ECD cells are not an artifact of motion-related firing. Firing rate for ECDs (blue bars; 6° bins) for four example cells with ECD properties. For ECD plots long relatively motionless periods were removed to prevent the influence of a confounding variable while the cue light remained in a similar position (left). However, since most cells with ECD properties are also modulated by specific motion states and our task has a stereotyped component, this suggested a possible confound. Specifically, the cells preferred self-motion state might tend to occur when the cue light was in the same position. In addition to the points described in the Discussion, to further rule out the possibility that self-motion-related firing produced spurious ECD profiles, we analyzed the data segments we had previously excluded, the long relatively still periods.
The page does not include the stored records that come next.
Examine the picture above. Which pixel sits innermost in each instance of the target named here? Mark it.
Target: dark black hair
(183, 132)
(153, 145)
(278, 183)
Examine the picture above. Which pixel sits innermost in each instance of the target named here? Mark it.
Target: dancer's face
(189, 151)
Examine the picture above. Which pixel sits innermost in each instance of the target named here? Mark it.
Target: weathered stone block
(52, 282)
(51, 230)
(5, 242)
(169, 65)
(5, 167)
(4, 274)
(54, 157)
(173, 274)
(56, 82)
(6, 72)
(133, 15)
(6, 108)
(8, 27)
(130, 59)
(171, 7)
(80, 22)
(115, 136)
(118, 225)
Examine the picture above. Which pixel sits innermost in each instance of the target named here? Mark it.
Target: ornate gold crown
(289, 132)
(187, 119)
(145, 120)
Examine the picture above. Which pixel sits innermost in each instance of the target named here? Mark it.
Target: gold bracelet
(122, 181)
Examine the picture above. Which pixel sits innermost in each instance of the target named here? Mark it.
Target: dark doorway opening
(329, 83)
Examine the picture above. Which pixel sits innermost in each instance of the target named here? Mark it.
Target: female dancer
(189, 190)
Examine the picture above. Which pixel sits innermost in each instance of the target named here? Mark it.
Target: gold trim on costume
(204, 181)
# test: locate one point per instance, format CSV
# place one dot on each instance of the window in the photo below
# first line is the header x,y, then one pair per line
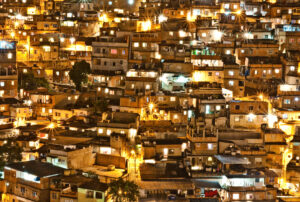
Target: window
x,y
235,196
113,51
292,68
9,55
108,132
89,194
249,196
171,151
99,195
54,196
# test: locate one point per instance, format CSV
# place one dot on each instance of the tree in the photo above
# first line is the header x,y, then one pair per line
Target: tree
x,y
29,82
79,72
121,190
9,153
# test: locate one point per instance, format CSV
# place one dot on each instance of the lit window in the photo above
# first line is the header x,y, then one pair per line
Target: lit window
x,y
108,132
114,51
249,196
235,196
236,119
9,55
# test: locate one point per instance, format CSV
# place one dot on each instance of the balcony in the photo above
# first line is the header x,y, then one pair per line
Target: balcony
x,y
207,138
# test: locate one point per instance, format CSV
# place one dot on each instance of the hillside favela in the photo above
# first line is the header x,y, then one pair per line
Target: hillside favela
x,y
149,100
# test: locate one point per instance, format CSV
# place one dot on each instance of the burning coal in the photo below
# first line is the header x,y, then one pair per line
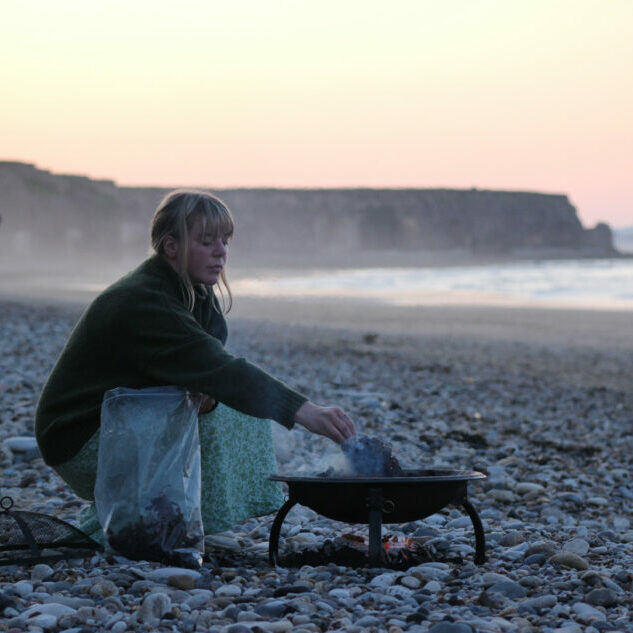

Of the 60 cells with ECD properties 18 had occupancy in at least 90% of the bins for this still-only analysis. These 18 cells were collected from two rats, 7 were conjunctive cells, and 11 were ECD-only cells. Removing periods of movement had no effect on the ECD profiles (right). Further, the mean ECD (i.e., tuning) for the firing rate vector for all 18 cells that were included in this analysis was essentially identical for still only versus moving only data 7.7°±5.3° (mean shift in ECD tuning ± SD; range = 0.5° to 16.3°).